A Sequence of 9 Courses on Data Science Starts on Coursera on 2 June and 7 July 2014

A sequence of 9 courses on Data Science will start on Coursera on 2 June and 7 July 2014, to be lectured by(Associate/Assistant) Professors of Johns Hopkins University. The courses are designed for students to learn to become Data Scientists and apply their skills in a capstone project.

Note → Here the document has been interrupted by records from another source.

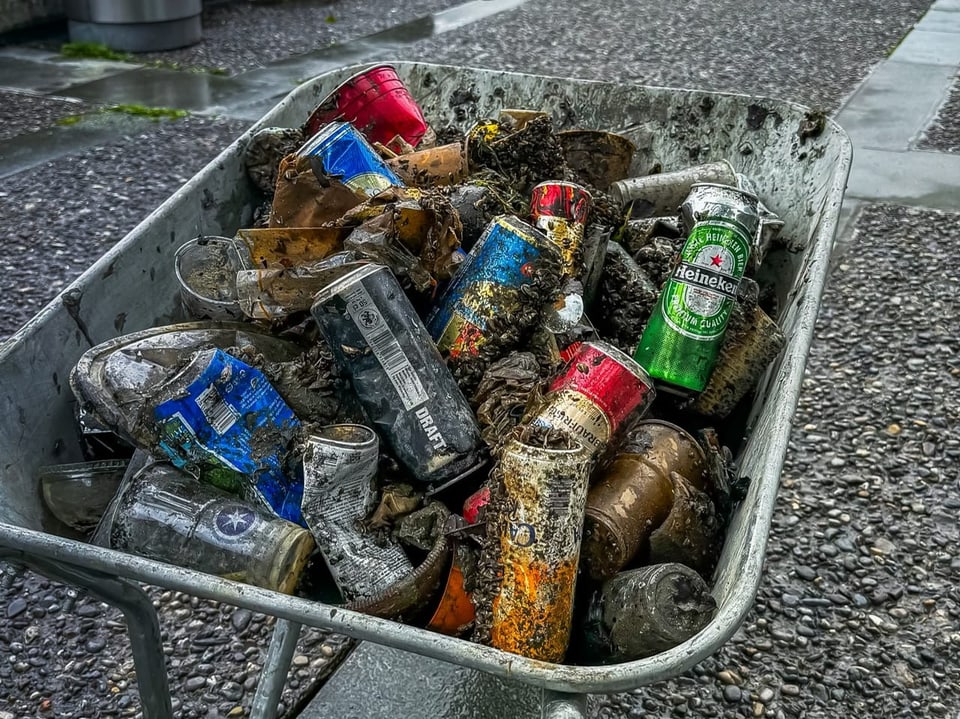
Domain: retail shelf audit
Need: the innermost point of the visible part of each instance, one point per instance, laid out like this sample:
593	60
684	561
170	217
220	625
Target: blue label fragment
228	409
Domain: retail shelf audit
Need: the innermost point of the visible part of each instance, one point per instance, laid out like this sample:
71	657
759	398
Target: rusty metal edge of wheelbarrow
743	551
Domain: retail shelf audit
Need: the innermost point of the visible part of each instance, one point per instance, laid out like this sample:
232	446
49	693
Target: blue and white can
339	150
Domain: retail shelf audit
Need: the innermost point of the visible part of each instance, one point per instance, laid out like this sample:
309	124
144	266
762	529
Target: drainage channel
246	96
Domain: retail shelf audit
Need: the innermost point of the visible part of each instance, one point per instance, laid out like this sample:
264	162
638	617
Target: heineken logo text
707	279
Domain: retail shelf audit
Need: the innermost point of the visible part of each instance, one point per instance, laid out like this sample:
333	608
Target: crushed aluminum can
488	283
662	194
223	414
539	547
339	493
378	104
165	514
434	166
275	293
751	343
379	341
340	151
596	391
206	270
600	158
634	495
115	379
560	210
646	611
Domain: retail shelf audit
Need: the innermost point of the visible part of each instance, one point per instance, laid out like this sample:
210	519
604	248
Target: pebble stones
858	602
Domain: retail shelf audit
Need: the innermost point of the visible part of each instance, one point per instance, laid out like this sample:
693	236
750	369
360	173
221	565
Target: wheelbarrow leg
143	626
275	669
558	705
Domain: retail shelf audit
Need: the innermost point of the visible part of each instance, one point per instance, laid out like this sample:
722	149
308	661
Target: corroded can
378	104
379	342
488	283
634	495
596	391
646	611
661	194
560	209
340	151
545	490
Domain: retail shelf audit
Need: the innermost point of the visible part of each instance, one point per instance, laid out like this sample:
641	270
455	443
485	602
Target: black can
379	341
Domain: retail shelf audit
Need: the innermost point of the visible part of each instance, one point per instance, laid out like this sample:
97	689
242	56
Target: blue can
226	421
340	151
488	283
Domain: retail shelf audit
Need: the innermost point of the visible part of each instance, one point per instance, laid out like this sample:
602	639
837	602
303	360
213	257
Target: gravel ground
944	132
101	194
777	49
858	613
63	654
21	113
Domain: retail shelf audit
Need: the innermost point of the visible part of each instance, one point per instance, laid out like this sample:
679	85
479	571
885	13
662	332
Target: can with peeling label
597	390
378	341
338	150
489	283
560	209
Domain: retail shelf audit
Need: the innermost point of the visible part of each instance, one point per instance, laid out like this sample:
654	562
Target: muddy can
378	104
596	391
402	382
646	611
662	194
487	284
635	495
165	514
560	209
222	417
339	150
339	494
545	490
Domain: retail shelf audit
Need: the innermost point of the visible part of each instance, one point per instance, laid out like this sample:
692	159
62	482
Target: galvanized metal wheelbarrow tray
800	174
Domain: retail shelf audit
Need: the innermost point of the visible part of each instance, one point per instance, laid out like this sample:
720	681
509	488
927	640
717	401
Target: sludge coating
545	490
380	343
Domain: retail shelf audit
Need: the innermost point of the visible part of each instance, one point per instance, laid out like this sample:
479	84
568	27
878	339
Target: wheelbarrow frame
800	173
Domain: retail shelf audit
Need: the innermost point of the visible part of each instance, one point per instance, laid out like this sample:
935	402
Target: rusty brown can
635	494
540	532
597	390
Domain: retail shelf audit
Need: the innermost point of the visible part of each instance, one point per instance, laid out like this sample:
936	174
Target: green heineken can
680	343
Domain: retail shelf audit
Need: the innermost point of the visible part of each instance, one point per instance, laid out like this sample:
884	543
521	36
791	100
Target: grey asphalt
882	642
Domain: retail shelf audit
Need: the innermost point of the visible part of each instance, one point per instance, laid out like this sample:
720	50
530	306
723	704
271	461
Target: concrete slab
925	179
947	5
940	21
48	74
376	682
168	88
930	48
895	104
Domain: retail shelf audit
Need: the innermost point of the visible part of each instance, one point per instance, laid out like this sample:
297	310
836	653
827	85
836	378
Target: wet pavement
819	614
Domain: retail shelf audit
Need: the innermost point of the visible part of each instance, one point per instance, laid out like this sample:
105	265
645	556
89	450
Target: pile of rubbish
481	383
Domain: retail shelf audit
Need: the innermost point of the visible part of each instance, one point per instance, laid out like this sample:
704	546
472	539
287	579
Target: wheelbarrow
799	172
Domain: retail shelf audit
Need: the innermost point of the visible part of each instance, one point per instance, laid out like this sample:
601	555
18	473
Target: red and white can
597	390
560	209
378	104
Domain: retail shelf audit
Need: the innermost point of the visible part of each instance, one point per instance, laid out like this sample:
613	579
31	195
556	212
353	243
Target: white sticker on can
369	320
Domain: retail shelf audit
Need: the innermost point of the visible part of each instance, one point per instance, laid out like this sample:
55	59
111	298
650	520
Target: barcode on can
218	413
369	320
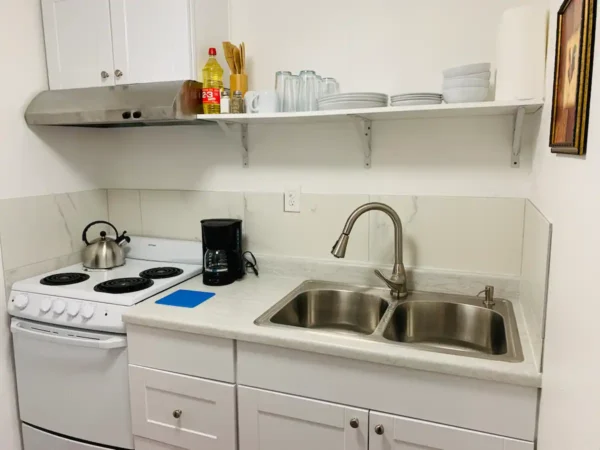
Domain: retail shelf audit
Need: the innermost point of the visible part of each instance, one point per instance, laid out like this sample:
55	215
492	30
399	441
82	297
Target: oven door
73	383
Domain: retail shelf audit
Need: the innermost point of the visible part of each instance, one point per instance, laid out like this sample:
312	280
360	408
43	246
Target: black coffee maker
222	247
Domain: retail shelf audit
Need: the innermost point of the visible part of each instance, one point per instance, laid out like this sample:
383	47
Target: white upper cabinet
79	46
399	433
153	40
92	43
271	421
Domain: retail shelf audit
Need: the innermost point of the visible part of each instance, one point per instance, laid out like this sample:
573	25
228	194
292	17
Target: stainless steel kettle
104	252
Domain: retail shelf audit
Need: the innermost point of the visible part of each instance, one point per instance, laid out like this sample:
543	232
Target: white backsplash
310	233
468	234
537	237
462	234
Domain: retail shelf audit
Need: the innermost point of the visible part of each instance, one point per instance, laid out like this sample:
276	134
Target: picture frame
575	34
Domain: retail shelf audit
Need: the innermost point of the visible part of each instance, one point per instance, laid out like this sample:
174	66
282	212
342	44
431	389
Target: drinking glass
307	91
290	94
280	78
329	86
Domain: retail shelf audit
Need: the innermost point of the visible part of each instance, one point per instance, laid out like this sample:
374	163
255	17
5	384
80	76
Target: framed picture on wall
573	76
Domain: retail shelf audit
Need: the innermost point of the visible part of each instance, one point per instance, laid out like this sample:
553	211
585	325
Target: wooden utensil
243	50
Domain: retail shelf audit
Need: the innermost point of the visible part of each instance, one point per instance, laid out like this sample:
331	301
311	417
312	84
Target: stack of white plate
417	98
352	101
470	83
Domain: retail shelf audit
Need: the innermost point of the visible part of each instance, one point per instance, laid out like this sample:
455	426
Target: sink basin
329	308
442	323
446	325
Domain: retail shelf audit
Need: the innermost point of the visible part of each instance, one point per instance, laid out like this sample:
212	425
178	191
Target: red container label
211	96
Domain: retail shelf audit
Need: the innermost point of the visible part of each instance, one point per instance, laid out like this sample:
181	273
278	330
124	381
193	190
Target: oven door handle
105	344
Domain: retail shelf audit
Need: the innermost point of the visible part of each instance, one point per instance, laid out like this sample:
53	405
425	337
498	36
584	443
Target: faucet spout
397	282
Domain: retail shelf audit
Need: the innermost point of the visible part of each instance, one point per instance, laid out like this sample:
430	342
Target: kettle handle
84	235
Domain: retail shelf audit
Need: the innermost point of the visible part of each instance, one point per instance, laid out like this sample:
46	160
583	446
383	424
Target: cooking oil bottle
212	84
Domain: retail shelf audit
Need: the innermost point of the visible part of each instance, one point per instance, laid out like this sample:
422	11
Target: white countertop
232	311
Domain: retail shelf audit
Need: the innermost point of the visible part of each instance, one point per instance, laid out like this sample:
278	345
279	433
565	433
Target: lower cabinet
272	421
399	433
181	411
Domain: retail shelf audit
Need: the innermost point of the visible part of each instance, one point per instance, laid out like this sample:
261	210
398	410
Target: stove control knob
46	305
59	307
87	311
73	309
21	301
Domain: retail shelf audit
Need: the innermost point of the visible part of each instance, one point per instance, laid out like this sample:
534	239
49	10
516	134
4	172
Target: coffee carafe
222	247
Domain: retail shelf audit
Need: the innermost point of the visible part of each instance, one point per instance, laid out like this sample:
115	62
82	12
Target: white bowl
481	75
465	82
469	69
465	94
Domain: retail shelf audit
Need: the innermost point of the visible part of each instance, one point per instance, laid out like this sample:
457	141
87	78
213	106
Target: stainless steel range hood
150	104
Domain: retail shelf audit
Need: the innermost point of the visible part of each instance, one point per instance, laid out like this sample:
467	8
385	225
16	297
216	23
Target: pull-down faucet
397	282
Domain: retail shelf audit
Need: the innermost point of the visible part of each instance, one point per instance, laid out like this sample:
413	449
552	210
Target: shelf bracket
242	137
515	161
364	132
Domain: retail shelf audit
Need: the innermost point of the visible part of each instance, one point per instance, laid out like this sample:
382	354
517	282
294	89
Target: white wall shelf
364	118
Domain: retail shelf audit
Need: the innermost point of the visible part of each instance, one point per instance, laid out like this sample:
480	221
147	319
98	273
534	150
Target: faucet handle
396	283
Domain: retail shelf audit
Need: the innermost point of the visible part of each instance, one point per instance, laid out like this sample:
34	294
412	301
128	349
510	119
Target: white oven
73	387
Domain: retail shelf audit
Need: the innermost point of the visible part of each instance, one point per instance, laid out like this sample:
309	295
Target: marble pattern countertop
232	312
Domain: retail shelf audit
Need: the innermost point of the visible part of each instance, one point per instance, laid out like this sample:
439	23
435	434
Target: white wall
567	191
51	161
390	46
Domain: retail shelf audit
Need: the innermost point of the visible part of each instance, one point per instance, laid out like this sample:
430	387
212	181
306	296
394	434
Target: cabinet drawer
182	411
400	433
147	444
186	353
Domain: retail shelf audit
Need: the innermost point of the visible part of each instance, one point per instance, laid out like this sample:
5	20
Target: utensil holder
238	82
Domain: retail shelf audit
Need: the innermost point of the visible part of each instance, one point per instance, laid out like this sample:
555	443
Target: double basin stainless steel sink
440	323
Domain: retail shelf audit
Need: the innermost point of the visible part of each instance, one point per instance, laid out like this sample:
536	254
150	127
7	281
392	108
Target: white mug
261	102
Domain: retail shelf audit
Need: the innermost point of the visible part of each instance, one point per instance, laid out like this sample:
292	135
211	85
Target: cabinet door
78	43
182	411
399	433
271	421
153	40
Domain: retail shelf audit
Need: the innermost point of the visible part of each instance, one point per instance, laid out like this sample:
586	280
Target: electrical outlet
291	200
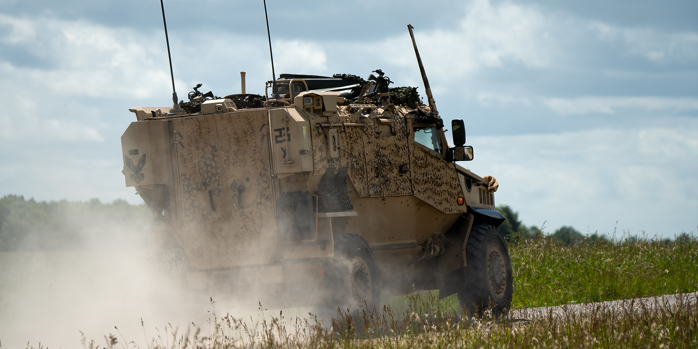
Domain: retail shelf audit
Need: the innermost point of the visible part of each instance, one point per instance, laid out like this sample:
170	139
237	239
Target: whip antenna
274	94
432	104
176	107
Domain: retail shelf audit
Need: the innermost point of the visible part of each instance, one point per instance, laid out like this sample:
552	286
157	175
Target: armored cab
317	198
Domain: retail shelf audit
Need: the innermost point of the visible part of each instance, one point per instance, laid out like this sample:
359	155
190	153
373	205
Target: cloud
300	56
592	178
611	105
652	45
488	37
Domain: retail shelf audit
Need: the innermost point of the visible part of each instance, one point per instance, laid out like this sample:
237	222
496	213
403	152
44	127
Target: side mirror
458	130
462	153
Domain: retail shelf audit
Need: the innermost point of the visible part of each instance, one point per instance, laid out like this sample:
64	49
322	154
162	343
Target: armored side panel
144	148
436	182
224	187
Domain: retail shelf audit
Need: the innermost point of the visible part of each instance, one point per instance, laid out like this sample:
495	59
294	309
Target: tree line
59	225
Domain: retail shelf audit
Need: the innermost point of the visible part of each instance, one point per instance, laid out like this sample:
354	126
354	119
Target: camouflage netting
491	182
425	117
405	95
195	100
247	101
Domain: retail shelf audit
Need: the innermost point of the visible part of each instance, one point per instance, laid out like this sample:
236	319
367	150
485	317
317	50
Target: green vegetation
32	225
638	324
546	272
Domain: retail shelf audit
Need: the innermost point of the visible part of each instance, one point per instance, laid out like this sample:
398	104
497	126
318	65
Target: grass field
545	273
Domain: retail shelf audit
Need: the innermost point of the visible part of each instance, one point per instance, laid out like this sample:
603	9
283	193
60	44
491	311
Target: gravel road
636	305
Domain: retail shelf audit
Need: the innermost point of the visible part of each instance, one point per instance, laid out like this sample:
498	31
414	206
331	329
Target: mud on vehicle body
334	191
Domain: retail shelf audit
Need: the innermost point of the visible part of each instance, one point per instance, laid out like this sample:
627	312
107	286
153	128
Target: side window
428	137
298	87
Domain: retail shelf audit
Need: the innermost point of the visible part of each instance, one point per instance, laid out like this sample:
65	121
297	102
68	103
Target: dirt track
637	305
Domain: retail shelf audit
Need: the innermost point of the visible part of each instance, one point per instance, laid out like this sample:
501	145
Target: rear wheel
489	282
353	279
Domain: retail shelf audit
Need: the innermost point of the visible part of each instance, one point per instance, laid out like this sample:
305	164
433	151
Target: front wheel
353	279
489	282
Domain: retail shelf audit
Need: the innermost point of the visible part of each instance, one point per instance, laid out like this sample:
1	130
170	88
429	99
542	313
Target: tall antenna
274	94
176	107
432	103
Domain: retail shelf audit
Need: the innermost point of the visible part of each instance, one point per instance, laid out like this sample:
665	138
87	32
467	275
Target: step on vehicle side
333	193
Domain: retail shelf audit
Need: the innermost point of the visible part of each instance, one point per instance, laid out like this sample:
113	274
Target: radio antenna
432	103
175	108
274	91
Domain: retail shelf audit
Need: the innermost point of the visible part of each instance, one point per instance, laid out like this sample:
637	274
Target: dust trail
49	296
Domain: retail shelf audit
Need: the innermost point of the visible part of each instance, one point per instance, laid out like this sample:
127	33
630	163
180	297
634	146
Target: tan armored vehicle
336	192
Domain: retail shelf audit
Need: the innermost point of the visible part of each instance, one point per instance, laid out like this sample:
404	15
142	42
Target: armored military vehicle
333	190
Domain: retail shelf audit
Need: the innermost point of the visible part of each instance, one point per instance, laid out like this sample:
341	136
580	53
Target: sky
585	112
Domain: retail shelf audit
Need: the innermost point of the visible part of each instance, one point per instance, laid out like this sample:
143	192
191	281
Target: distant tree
596	239
512	228
32	225
567	235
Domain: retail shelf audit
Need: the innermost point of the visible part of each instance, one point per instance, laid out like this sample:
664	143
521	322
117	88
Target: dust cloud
48	297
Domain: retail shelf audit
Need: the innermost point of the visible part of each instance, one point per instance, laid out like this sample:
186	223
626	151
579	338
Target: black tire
353	279
489	282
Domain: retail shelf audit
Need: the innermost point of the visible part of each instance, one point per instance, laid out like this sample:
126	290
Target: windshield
428	137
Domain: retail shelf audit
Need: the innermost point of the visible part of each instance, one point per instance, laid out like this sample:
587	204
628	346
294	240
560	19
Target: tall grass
548	273
636	324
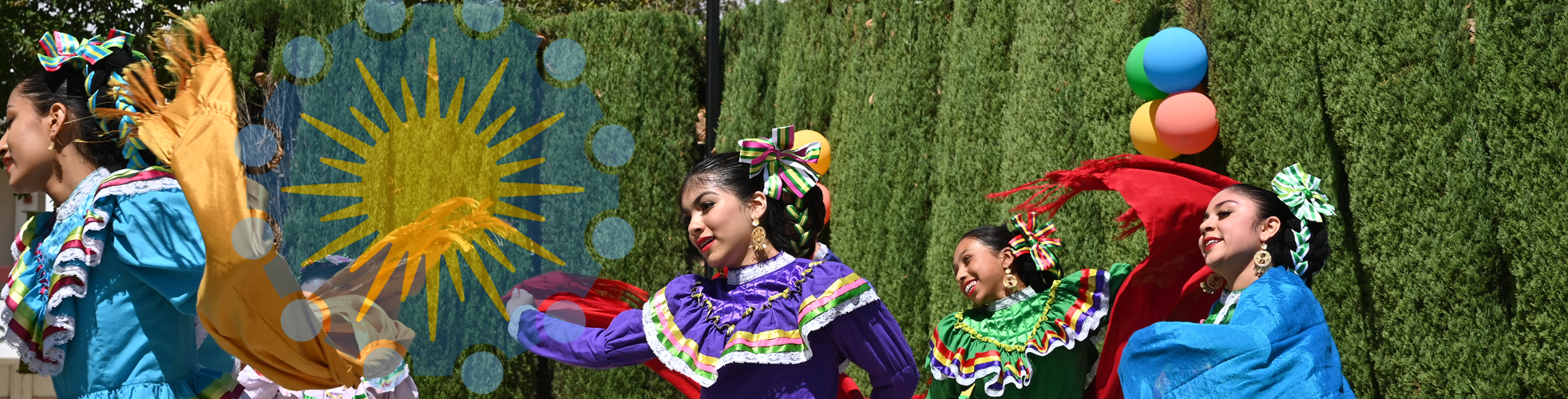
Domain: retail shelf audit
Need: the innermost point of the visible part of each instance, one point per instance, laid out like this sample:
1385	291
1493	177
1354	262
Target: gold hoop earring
759	239
1213	283
1263	260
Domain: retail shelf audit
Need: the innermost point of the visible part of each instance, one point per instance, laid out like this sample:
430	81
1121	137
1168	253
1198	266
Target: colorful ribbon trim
61	49
1035	239
784	166
1304	193
686	356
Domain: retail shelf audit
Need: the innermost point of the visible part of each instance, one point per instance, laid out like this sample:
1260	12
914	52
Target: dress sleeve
623	343
156	235
872	340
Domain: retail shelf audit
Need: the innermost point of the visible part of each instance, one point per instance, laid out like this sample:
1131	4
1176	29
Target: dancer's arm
618	345
156	235
872	338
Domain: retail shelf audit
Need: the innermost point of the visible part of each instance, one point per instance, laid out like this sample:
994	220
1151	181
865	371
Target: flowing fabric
792	346
1167	200
606	299
1275	346
195	133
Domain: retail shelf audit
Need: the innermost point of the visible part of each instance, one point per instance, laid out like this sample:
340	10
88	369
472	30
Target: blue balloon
1175	60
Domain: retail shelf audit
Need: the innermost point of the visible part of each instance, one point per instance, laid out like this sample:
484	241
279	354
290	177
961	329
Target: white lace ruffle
653	330
1010	301
138	187
1071	338
82	193
756	271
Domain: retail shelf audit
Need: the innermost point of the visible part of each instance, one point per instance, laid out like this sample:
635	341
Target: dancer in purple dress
777	324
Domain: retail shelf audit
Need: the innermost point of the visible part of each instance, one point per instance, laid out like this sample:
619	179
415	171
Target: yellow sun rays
434	192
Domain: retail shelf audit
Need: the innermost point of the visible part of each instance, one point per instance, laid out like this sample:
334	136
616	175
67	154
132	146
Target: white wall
16	385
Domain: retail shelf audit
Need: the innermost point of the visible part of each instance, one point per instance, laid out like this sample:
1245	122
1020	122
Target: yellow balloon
808	136
1143	136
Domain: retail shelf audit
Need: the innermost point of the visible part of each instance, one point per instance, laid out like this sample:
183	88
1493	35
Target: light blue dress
1277	345
123	259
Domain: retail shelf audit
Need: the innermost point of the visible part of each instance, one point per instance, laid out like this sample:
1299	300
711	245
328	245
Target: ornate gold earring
1263	260
1213	283
759	239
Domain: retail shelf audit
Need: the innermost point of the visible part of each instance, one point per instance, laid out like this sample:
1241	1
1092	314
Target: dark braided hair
996	239
792	226
69	88
1283	243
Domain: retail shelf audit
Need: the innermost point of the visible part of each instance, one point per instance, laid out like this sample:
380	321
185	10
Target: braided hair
998	239
792	224
1283	243
96	138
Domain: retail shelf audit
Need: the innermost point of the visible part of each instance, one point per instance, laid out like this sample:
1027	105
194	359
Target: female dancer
1265	337
1166	200
777	326
104	290
1028	321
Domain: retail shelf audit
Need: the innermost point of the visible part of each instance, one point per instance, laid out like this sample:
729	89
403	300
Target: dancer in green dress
1029	318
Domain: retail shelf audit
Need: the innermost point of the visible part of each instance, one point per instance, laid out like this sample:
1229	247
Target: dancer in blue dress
1267	335
102	296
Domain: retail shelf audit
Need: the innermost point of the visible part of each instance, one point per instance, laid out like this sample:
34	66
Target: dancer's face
979	271
719	223
1233	232
24	148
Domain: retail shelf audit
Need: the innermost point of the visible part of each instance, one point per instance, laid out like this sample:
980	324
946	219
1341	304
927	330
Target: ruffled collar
79	195
990	346
1008	301
754	271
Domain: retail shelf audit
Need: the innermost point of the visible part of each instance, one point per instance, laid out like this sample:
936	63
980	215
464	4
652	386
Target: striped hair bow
61	49
786	169
1035	239
1304	193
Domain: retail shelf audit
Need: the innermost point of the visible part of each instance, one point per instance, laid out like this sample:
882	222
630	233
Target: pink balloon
1186	122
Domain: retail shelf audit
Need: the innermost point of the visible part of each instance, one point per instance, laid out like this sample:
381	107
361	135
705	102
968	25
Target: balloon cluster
1166	71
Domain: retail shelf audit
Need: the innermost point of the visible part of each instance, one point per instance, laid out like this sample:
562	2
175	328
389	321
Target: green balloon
1137	79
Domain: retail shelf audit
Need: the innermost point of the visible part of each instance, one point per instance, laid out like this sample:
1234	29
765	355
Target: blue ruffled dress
1277	345
104	293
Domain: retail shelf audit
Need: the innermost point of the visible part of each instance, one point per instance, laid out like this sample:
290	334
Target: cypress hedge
974	96
1438	151
1520	117
642	65
1399	88
881	130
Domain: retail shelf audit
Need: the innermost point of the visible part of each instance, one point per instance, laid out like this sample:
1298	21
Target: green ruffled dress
996	351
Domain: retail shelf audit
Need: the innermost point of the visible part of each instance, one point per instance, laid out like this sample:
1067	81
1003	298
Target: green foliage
976	76
886	118
22	22
1520	117
751	40
1273	118
642	66
1441	152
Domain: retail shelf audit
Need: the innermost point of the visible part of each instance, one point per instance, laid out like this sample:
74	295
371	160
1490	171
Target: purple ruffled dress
784	327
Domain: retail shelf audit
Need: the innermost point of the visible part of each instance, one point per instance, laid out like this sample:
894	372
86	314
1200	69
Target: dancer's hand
518	299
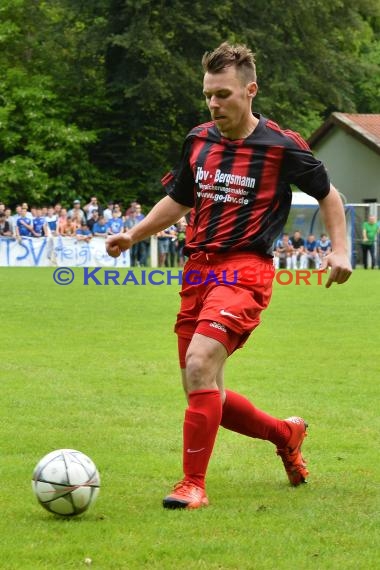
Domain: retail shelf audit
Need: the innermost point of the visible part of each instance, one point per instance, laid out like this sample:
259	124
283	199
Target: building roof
365	128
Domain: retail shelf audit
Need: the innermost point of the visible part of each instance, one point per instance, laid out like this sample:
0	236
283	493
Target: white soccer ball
66	482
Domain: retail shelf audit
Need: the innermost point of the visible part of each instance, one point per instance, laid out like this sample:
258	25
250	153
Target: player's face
229	99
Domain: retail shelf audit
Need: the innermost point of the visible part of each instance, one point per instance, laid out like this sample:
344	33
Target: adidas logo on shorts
219	326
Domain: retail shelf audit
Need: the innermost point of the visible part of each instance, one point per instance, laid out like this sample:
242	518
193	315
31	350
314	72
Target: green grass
95	368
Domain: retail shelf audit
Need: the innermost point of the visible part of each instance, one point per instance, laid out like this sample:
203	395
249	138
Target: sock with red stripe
202	420
241	416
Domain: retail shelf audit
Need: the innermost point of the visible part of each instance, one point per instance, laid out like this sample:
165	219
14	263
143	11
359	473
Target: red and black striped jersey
240	189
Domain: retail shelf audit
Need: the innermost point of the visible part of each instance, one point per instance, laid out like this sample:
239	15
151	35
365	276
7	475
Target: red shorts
223	295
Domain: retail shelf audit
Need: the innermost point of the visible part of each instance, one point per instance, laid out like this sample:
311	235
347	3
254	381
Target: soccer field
94	368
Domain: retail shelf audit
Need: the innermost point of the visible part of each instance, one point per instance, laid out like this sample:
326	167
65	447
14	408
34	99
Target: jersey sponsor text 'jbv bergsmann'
240	189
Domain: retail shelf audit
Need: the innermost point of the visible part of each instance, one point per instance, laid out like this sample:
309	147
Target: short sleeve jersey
240	190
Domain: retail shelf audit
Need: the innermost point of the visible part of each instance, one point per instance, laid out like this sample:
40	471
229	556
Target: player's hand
340	268
118	243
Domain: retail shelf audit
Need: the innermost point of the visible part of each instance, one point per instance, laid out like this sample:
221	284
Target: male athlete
235	174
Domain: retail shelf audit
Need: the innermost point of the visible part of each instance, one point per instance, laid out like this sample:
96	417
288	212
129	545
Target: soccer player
235	174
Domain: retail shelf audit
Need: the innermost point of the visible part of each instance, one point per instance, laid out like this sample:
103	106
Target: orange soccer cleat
186	495
294	463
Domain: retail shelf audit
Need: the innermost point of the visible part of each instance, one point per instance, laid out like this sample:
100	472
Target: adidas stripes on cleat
294	463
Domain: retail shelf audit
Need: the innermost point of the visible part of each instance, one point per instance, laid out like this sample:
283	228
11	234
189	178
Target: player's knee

You can take the courses for free. However, if you want to get a Verified Certificate in the course, the Specialization Certificate or taking the Capstone Project, you will have to pay for it. The cost is
$49 each × 9 courses + $49 Capstone project = $490 Specialization Certificate.

Below is course information picked up from the courses homepage on Coursera website, and more details can be found at https://www.coursera.org/specialization/jhudatascience/1.

Course 1: The Data Scientist’s Toolbox
Upcoming Session: 2 June, 7 July
Duration: 4 weeks
Estimated Workload: 3-4 hours/week
URL: https://www.coursera.org/course/datascitoolbox
Description: Upon completion of this course you will be able to identify and classify data science problems. You will also have created your Github account, created your first repository, and pushed your first markdown file to your account.

Course 2: R Programming
Upcoming Session: 2 June, 7 July
Duration: 4 weeks
Estimated Workload: 3-5 hours/week
URL: https://www.coursera.org/course/rprog
Description: The course will cover the following material each week:
Week 1: Overview of R, R data types and objects, reading and writing data
Week 2: Control structures, functions, scoping rules, dates and times
Week 3: Loop functions, debugging tools
Week 4: Simulation, code profiling

Course 3: Getting and Cleaning Data
Upcoming Session: 2 June, 7 July
Duration: 4 weeks
Estimated Workload: 3-5 hours/week
URL: https://www.coursera.org/course/getdata
Description: Upon completion of this course you will be able to obtain data from a variety of sources. You will know the principles of tidy data and data sharing. Finally, you will understand and be able to apply the basic tools for data cleaning and manipulation.

Course 4: Exploratory Data Analysis
Upcoming Session: 2 June, 7 July
Duration: 4 weeks
Estimated Workload: 3-5 hours/week
URL: https://www.coursera.org/course/exdata
Description: After successfully completing this course you will be able to make visual representations of data using the base, lattice, and ggplot2 plotting systems in R, apply basic principles of data graphics to create rich analytic graphics from different types of datasets, construct exploratory summaries of data in support of a specific question, and create visualizations of multidimensional data using exploratory multivariate statistical techniques.

Course 5: Reproducible Research
Upcoming Session: 2 June, 7 July
Duration: 4 weeks
Estimated Workload: 3-5 hours/week
URL: https://www.coursera.org/course/repdata
Description: In this course you will learn to write a document using R markdown, integrate live R code into a literate statistical program, compile R markdown documents using knitr and related tools, and organize a data analysis so that it is reproducible and accessible to others.

Course 6: Statistical Inference
Upcoming Session: 2 June, 7 July
Duration: 4 weeks
Estimated Workload: 3-5 hours/week
URL: https://www.coursera.org/course/statinference
Description: In this class students will learn the fundamentals of statistical inference. Students will receive a broad overview of the goals, assumptions and modes of performing statistical inference. Students will be able to perform inferential tasks in highly targeted settings and will be able to use  the skills developed as a roadmap for more complex inferential challenges.

Course 7: Regression Models
Upcoming Session: 2 June, 7 July, 4 August
Duration: 4 weeks
Estimated Workload: 3-5 hours/week
URL: https://www.coursera.org/course/regmods
Description: In this course students will learn how to fit regression models, how to interpret coefficients, how to investigate residuals and variability.  Students will further learn special cases of regression models including use of dummy variables and multivariable adjustment. Extensions to generalized linear models, especially considering Poisson and logistic regression will be reviewed.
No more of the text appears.